3

I am trying to multiply 3000 independent matrices and vectors on TPU in order to speed up calculations, but I have run into some issues. I am unable to get the final result and I am also interested if there is a better solution.

Here is the code:

import time

import numpy as np
import tensorflow as tf


n_dim = 100
num_matrices = 3000
a = np.random.random((num_matrices, n_dim, n_dim)).astype(np.float32)
b = np.random.random((num_matrices, n_dim)).astype(np.float32)

atf = tf.constant(a, dtype=tf.float32)
btf = tf.constant(b, dtype=tf.float32)

Here is the version on CPU:

result = []
tic = time.time()
for i in range(num_matrices):
  result.append(tf.linalg.matvec(atf[i, :, :], btf[i, :]))
toc = time.time()
print(f"Time simple tf elapsed {toc -tic}")

Time simple tf elapsed 0.92

Here is the version that I have tried on TPU (Google Colab)

resolver = tf.distribute.cluster_resolver.TPUClusterResolver(tpu='')
tf.config.experimental_connect_to_cluster(resolver)
tf.tpu.experimental.initialize_tpu_system(resolver)
# print("All devices: ", tf.config.list_logical_devices('TPU'))
strategy = tf.distribute.TPUStrategy(resolver)

@tf.function
def matmul_fn(x, y):
  def cond_loop(i, x, y, result):
    return tf.less(i, 3000)

  def body_loop(i, x, y, result):
    result = tf.linalg.matvec(x[i, :, :], y[i, :])
    return [tf.add(i, 1), x, y, result]

  i = tf.constant(0) 
  result = tf.constant(np.zeros(y[0,:].shape), dtype=tf.float32)

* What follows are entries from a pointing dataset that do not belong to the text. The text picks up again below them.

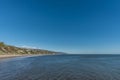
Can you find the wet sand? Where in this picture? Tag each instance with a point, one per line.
(62, 67)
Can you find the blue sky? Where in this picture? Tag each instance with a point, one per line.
(75, 26)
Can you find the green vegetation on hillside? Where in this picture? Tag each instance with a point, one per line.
(7, 49)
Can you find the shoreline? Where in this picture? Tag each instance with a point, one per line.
(24, 55)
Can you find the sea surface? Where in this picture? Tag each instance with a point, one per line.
(61, 67)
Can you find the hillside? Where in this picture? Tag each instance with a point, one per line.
(8, 49)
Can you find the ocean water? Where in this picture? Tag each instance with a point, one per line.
(61, 67)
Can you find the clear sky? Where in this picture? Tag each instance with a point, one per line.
(75, 26)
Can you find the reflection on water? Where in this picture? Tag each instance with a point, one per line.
(62, 67)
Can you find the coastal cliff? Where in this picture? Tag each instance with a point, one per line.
(8, 49)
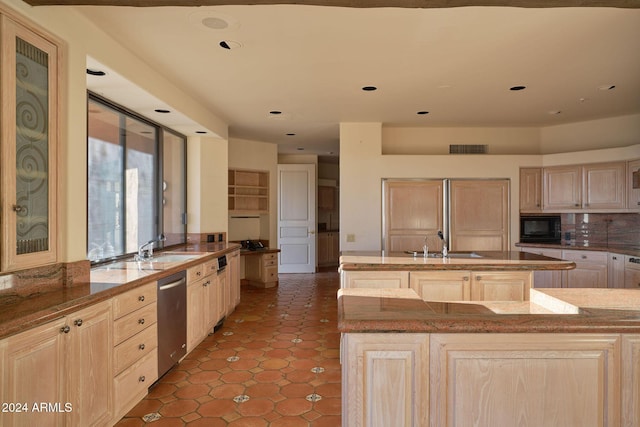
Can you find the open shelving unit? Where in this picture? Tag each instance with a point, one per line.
(248, 191)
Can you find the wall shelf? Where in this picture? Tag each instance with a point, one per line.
(248, 191)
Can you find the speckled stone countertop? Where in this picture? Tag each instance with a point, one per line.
(548, 311)
(485, 260)
(619, 249)
(20, 311)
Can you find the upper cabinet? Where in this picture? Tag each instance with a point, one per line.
(248, 191)
(597, 187)
(633, 184)
(28, 140)
(530, 189)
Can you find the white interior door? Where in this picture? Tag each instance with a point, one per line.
(297, 218)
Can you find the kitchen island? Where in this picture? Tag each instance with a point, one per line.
(567, 357)
(462, 276)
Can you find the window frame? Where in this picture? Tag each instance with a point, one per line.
(158, 214)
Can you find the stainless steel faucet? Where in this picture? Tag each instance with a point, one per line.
(145, 251)
(445, 249)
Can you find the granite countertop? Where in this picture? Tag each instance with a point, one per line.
(20, 311)
(619, 249)
(485, 260)
(549, 311)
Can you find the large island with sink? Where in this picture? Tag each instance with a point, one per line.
(559, 357)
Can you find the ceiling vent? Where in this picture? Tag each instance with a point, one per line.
(467, 149)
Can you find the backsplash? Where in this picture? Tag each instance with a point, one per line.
(601, 229)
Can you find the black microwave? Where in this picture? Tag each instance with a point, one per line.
(540, 229)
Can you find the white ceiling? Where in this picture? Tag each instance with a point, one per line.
(310, 63)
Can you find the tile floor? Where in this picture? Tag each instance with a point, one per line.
(274, 363)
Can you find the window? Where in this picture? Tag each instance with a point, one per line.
(136, 182)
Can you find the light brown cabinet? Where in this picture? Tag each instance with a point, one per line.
(29, 126)
(135, 346)
(590, 271)
(530, 189)
(592, 187)
(328, 248)
(633, 185)
(261, 269)
(248, 191)
(66, 363)
(326, 198)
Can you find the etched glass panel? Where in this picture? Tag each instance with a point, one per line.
(32, 154)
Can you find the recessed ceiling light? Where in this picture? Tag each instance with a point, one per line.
(95, 72)
(229, 44)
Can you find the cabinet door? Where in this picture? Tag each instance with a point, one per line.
(385, 380)
(196, 302)
(590, 271)
(604, 186)
(525, 380)
(375, 279)
(34, 371)
(615, 270)
(479, 215)
(562, 187)
(441, 285)
(91, 365)
(500, 285)
(530, 189)
(633, 185)
(28, 138)
(412, 211)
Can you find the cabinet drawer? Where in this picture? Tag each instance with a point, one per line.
(134, 299)
(132, 384)
(585, 256)
(270, 274)
(195, 273)
(139, 345)
(133, 323)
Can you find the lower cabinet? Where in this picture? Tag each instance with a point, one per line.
(416, 379)
(60, 373)
(374, 279)
(590, 271)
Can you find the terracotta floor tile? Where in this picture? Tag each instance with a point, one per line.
(272, 375)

  final_result = tf.while_loop(cond_loop, body_loop, [i, x, y, result])
  return final_result

tic = time.time()
z = strategy.run(matmul_fn, args=(atf, btf))
toc = time.time()
print(f"First Time = {toc -tic}")

inference_time = 0.0
num_iterations = 100

for i in range(num_iterations): 
  tic = time.time()
  result = strategy.run(matmul_fn, args=(atf, btf))
  toc = time.time()
  inference_time += toc - tic
  
print(inference_time / num_iterations)

Here inference time is only 0.001 but I have the following problems:

  1. I can't get values of tensor from result. It returns the list of 4 values of type tensorflow.python.distribute.values.PerReplica I would need the last one.
  2. I would like to get results from all iteration from the while loop.
  3. I wonder if there is a more standard/elegant way how to do this.

Thanks for your suggestions!

UPDATE: I have read more on Distribute input on site https://www.tensorflow.org/tutorials/distribute/input and defined input as:

dataset_a = tf.data.Dataset.from_tensor_slices([a[i, :, :] for i in range(3000)]).batch(512)
dataset_b = tf.data.Dataset.from_tensor_slices([b[i, :] for i in range(3000)]).batch(512)
dist_dataset_a = strategy.experimental_distribute_dataset(dataset_a)
dist_dataset_b = strategy.experimental_distribute_dataset(dataset_b)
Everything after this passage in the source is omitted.